Other items on the agenda for the regular meeting included the following.
• Linda Holloway, president of Sumter County Retired Educators, addressed the board, asking them to declare Nov. 1 “Retired Educators Day” in Sumter County. Holloway detailed several ways in which her group has benefited the community through donations to charitable organizations and community service. The board approved the request and Howard issued a proclamation declaring the first day of November as “Retired Educators Day”.
• Brent McCarty, Chief Ranger of the Georgia Forestry Commission, presented a report to the board, stating that the area has seen lower than average instances of wildfires this year. McCarty thanked the Sumter County Fire and Rescue for their assistance to the Forestry Commission. He stated that the Forestry Commission had reported 29 fires, which is well below the average for the last ten years, which is 56 fires. “We’re in good shape,” he said.
• Sumter County Department of Family and Child Services (DFCS) director, Loida Waters, then presented her quarterly report to the board. She discussed the progress that the department has been making, with foster home placement and other types of assistance that the department provides steadily increasing.
• The commissioners discussed a proposed intergovernmental agreement between the county and the land bank authority. Twomey advised the board to consider adding a clause into the agreement that stipulates that if any of the entities in the agreement decide to terminate the relationship in the future, that the entity’s assets would be returned.
• Nigel Poole, director of the Sumter County Emergency Management Agency (EMA), asked the commission to approve a grant from the Georgia EMA of $9,960. The board approved the request.

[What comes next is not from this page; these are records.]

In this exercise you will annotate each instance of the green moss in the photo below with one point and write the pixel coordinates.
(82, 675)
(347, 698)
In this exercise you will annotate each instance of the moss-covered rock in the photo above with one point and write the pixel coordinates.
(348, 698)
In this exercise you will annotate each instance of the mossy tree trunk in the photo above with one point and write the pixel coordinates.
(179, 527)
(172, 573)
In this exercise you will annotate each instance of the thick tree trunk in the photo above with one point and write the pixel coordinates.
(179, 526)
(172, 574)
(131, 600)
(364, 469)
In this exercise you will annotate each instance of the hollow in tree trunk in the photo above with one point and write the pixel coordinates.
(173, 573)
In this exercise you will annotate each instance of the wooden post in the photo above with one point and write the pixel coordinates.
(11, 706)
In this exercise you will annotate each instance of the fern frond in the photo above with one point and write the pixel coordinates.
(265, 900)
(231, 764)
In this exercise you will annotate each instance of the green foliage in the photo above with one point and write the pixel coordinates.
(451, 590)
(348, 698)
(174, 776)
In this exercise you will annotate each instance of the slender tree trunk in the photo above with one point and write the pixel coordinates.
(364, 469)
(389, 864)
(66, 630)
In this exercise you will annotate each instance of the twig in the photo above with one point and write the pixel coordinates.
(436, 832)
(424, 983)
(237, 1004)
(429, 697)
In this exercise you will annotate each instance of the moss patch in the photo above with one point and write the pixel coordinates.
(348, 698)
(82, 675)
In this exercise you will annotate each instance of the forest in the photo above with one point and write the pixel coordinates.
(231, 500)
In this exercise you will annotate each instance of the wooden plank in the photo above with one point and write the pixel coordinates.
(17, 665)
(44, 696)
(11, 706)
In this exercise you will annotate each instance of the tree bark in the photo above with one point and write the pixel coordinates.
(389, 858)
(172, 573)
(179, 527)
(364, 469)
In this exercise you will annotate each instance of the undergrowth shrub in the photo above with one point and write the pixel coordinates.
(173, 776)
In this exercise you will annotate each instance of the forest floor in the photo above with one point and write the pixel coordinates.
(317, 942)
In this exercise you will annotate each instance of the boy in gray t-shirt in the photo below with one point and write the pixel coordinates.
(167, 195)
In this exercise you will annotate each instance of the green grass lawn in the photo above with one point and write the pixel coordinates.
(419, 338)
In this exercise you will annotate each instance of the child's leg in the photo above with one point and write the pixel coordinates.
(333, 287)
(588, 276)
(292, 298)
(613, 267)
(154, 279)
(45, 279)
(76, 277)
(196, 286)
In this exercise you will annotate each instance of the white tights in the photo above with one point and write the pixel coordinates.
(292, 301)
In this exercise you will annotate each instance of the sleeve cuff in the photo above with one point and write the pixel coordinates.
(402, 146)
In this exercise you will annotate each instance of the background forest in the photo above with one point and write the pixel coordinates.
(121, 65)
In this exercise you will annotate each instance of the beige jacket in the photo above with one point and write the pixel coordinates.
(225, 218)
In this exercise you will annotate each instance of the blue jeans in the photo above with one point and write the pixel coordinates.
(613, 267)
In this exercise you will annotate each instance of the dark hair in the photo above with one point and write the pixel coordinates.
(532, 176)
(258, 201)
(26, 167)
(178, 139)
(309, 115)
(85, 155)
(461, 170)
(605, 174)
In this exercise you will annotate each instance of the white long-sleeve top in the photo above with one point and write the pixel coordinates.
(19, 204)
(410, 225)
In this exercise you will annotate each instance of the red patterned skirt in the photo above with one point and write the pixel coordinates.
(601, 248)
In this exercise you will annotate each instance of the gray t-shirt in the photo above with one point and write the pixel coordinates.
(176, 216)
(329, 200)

• Commissioner Clay Jones led a discussion on the possibility of naming one of the football fields at the Sumter County Recreational Complex after Miller Rush. Jones stated that Rush has served the Sumter County Parks and Recreation Department well for several years and that it would be appropriate to honor him by dedicating one of the two fields at the complex to him. Though it is not customary for county structures to be dedicated to individuals who are living, the board decided that such situations could be decided on a case-by-case basis and the motion was approved.
• Waddell addressed Whitaker, thanking him for his hard work with the Public Works Department. “You do what you have to do … ” he said. “You step up … for everybody in this county when it comes to roads and I know that the commission appreciates it. I know that it’s more about safety than what’s going on at the time.”